Decided July 17, 1972.

George L. Richardson, Syracuse, N. Y., appointed by this court, for appellant.

James B. McMahon, Asst. U. S. Atty., with whom Harold H. Titus, Jr., U. S. Atty., and John A. Terry, Asst. U. S. Atty., were on brief, for appellee.

*276 Before HOOD, Chief Judge, and GALLAGHER and REILLY, Associate Judges.

PER CURIAM:

This appeal contends that appellant's conviction of possession of marihuana was not supported by the evidence. We agree and reverse.

The Government's evidence was that upon execution of a search warrant for a one bedroom apartment a quantity of marihuana was found in an envelope in plain view on a table in the living room. In the bedroom under a dresser was found a shoe box containing narcotic paraphernalia, including a syringe with traces of heroin on it. At the time the officers entered, appellant, a young woman of 20 years of age, was in the bedroom alone. Four or five other persons, men and women, were in the apartment, presumably in the living room as apparently the apartment consisted of a living room, bedroom and a kitchen. Shortly after entry by the officers appellant's 18-year-old sister arrived. The officers were unable to learn in whose name the apartment was rented but concluded that appellant and her sister were the occupants because some of their clothing was hanging in the bedroom closet.

Appellant and her sister were both charged with possession of narcotic paraphernalia[1] and possession of marihuana.[2] At trial both testified that they did not live at the apartment, that its occupants were their grandmother and their brother. The brother was one of those present in the apartment at the time of the search. The record is silent as to the grandmother's presence or absence.

The trial court, sitting without a jury, acquitted the sister on both charges. Appellant was acquitted of possession of narcotic paraphernalia but found guilty of possession of marihuana. In finding her guilty, the court held she had constructive possession of the marihuana in the living room, in that she was able to exercise control and dominion over it.

In order to have constructive possession one must be "in a position to exercise dominion or control over a thing."[3] Here, assuming that the trial court could have found that appellant, either alone or jointly with her sister, was a tenant of the apartment, there was no evidence she was aware of the existence of the marihuana in the living room or could have exercised control over it. Any attempt to infer that appellant had control over the marihuana because it was in her home would be offset by the fact that it was in a room where four or five other persons were gathered, any one of whom could have brought it there and had control of it.
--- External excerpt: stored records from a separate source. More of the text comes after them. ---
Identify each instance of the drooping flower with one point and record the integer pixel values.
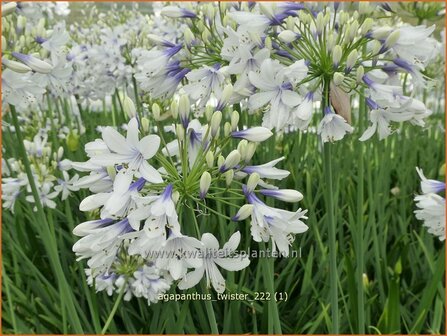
(212, 257)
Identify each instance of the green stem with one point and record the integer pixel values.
(332, 225)
(210, 311)
(360, 224)
(268, 274)
(50, 241)
(114, 309)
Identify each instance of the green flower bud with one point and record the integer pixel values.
(234, 120)
(205, 182)
(145, 124)
(215, 123)
(338, 78)
(336, 55)
(253, 181)
(129, 107)
(229, 175)
(209, 159)
(72, 141)
(392, 39)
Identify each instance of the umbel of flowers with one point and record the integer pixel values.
(142, 183)
(283, 59)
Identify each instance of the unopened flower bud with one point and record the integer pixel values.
(251, 148)
(111, 171)
(176, 12)
(231, 161)
(364, 8)
(184, 108)
(359, 74)
(188, 36)
(205, 182)
(351, 60)
(229, 175)
(366, 26)
(129, 107)
(338, 78)
(255, 134)
(209, 159)
(215, 123)
(72, 141)
(220, 161)
(234, 120)
(175, 196)
(392, 39)
(242, 148)
(253, 181)
(173, 109)
(180, 132)
(330, 42)
(209, 110)
(268, 43)
(8, 8)
(319, 23)
(336, 55)
(288, 36)
(156, 111)
(21, 22)
(60, 153)
(227, 129)
(353, 30)
(244, 212)
(227, 93)
(145, 124)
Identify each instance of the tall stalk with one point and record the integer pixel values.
(332, 225)
(360, 223)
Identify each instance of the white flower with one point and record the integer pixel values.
(100, 243)
(19, 89)
(279, 225)
(254, 134)
(333, 127)
(34, 63)
(131, 151)
(432, 212)
(276, 83)
(213, 256)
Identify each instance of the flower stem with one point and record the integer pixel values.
(359, 240)
(114, 309)
(332, 236)
(332, 225)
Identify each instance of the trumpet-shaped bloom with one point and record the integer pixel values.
(131, 151)
(212, 257)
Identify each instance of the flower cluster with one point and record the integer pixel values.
(141, 185)
(431, 206)
(283, 58)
Someone in the apartment was in possession, actual or constructive, of the marihuana, but the evidence failed to make a showing beyond a reasonable doubt that appellant was that person.

Reversed with instructions to enter a judgment of not guilty.

NOTES

[1] D.C.Code 1967, § 22-3601.

[2] Id. § 33-402.

[3] United States v. Holland, 144 U.S.App. D.C. 225, 445 F.2d 701 (1971).